Nas últimas três décadas do séc. XIX, os EUA viveram aquilo que ficou conhecido como “The Gilded Age”. Uma época marcada pelo fim da Guerra Civil, em que se viveu um rápido crescimento económico, promovido pela crescente modernização e industrialização, pela expansão dos caminhos de ferro e pela melhoria das condições de vida e dos rendimentos médios das populações urbanas. Estavam então criadas as condições ideais para o aparecimento de grandes fortunas. A série The Gilded Age (HBO Max) é passada nessa época. Numa Nova Iorque que vive a sua época dourada e se divide pelo conflito social (vivido baile a baile), entre a tradição das grandes fortunas convencionais, Old Money, e as novas fortunas, dos que empreenderam e treparam a rígida escada social.
A história inicia-se pela jornada de Marian Brook (Louisa Jacobson) até Nova Iorque, quando se vê sozinha após a morte do pai, sem dinheiro e cheia de dívidas, tendo como única opção mudar-se para Nova Iorque e ir viver com a rígida tia Agnes Van Rhijn (Christine Baranski) e a compreensiva tia Ada Brook (Cynthia Nixon). Duas senhoras da alta Sociedade Nova Iorquina, de linhagem tradicional e, consequentemente, adeptas do Old Money.
Paralelamente, também a família Russell se instala no seu recém-renovado palacete na Quinta Avenida, mesmo em frente à casa das tias Van Rhijn-Brook. George (Morgan Spector) e Bertha Russell (Carrie Coon) são um casal de novos ricos, que fizeram fortuna através do investimento nos caminhos de ferro, um casal ambicioso e sequioso de dinheiro e poder.
The Gilded Age estreou no início de 2022 e de imediato viveu o escrutínio e a comparação com Downton Abbey, não fossem ambas as séries assinadas por Julian Fellowes e partilharem a temática e alguns marcadores históricos. No entanto, apesar das semelhanças, a trama americana dedica-se ao momento histórico em que se corta com a tradição europeia na América e à época em que, tanto a cidade de Nova Iorque como a sua alta sociedade, foram redefinidas dando origem à terra do sonho americano, tal como a conhecemos atualmente.
São inúmeros os assuntos abordados, desde o já mencionado embate entre a elite tradicional e os novos ricos, ao alpinismo social, passando pela representatividade afro-americana, racismo e à posição da mulher na sociedade.

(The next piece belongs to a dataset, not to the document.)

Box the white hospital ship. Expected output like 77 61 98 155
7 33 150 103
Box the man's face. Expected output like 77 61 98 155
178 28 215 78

No entanto, à medida que a história avança, os enredos ficam aquém da expectativa, uma vez que, salvo raros momentos, as personagens são mornas e desprovidas de paixão, não existindo uma personagem central que verdadeiramente assuma esse papel ou um assunto que nos envolva e seduza verdadeiramente. O casal Russell, com Bertha no centro, são talvez as personagens mais carismáticas e controversas, seja pela sua difícil e sinuosa ascensão ao topo da alta sociedade, ou pela sua relação muito pouco convencional para a época. O facto é que são personagens que se entregam, que vivem e sofrem, levando-nos a torcer por elas.
Os figurinos ricos e luxuosos, são sem dúvida um dos pontos mais fortes da série, repletos de detalhes históricos que nos fazem sonhar, ao mesmo tempo que nos dão sinais sobre a personalidade de cada uma das personagens. A atenção ao detalhe e o elenco de luxo são outros dos aspectos que dão potencial à história e que nos deixam expectantes pela segunda temporada, já confirmada. Esperemos que venha com mais emoção, com a consagração de personagens e que tenhamos personalidades e enredos profundos e com maior frescura, que realmente reflitam a exaltação e inovação da época que procuram retratar.